I put the photos away and instead scrolled on social media (which, as usual, was a mistake). The shame of jealousy flickered and flashed in me as I observed other people whose moms got to be alive.
Why me? Why her?! my heart silently wailed again (so my kids wouldn’t hear).
I don’t like the long haul, knowing I can’t set this down. The grief of losing your parent is like a scar, but one that spreads and grows with each passing year, rather than fading into the skin and gradually subsiding with time.
I want to run away, but this grief scar is etched into me. It burned me, like a hot iron brand. It is with me, and I don’t feel comforted. Rather I feel cheated, jealous, sad, and confused, since I am still living behind an invisible barrier, a membrane of grief, stretchy but strong. It keeps me inside so I can’t ever touch the regular world again.
My writing has been hard. I’ve been resisting it. I am ashamed. I wanted to be here on this blog for others. I wanted to inspire. This writing was supposed to help people, but I’ve been sitting here wondering if I’m a fraud for telling you to bounce and not break when grief piles on your back, all the while I feel a crack spreading through me, threatening to split my core.

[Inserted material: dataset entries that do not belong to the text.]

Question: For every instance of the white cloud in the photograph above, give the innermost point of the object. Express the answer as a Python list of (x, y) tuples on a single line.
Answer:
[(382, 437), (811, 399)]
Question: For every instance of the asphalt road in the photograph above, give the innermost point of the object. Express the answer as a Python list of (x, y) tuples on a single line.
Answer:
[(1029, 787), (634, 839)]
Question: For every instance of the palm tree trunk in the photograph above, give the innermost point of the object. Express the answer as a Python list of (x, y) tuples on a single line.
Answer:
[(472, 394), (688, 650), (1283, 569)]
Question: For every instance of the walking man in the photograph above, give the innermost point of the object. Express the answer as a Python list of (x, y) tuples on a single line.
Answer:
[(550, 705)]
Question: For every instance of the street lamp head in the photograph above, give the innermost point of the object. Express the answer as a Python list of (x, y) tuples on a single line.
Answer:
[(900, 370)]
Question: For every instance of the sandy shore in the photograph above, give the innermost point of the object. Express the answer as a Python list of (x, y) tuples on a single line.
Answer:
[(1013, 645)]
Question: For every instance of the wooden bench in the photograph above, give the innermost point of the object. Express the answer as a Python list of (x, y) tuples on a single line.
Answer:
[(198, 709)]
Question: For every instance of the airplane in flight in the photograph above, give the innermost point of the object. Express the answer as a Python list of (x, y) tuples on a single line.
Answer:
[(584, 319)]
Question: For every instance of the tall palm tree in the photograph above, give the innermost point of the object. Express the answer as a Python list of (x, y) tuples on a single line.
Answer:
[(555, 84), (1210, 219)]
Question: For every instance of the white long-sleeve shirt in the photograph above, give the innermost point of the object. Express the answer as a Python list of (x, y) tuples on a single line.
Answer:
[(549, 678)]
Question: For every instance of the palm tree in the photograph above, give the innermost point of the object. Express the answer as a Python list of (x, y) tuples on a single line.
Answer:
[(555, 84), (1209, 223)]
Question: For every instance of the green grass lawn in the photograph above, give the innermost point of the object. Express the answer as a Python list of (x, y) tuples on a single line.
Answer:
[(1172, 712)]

I am not a grief expert or a mental health professional. I’m just a person on the internet who used to be a daughter, floating through life and hoping to land safely.
I dream of laughing again someday, of really laughing and feeling it all over. I actually cry when I think too hard about it. I want it.
It’s terrifying to experience just how empty a heart can be after such a great loss, and how that feeling is sustained over many years. It makes me afraid to care, afraid to love anyone new. I want to open the door and let people in around me, but I know I would desperately whisper please never leave me, which is a promise they cannot keep.
I wanted to be here for you, dear reader, but I think today I need you more than you need me. I am embarrassingly and quietly whispering to you (and the entire internet I suppose) please don’t leave me.
I am afraid. I need you. My mother died, and it keeps shaking me to the core, even after over four years, in ways that only you who have also lost a parent can understand. We are here together. We won’t break together. Hold on. Breathe and keep going. Our parents would want us to live and live well.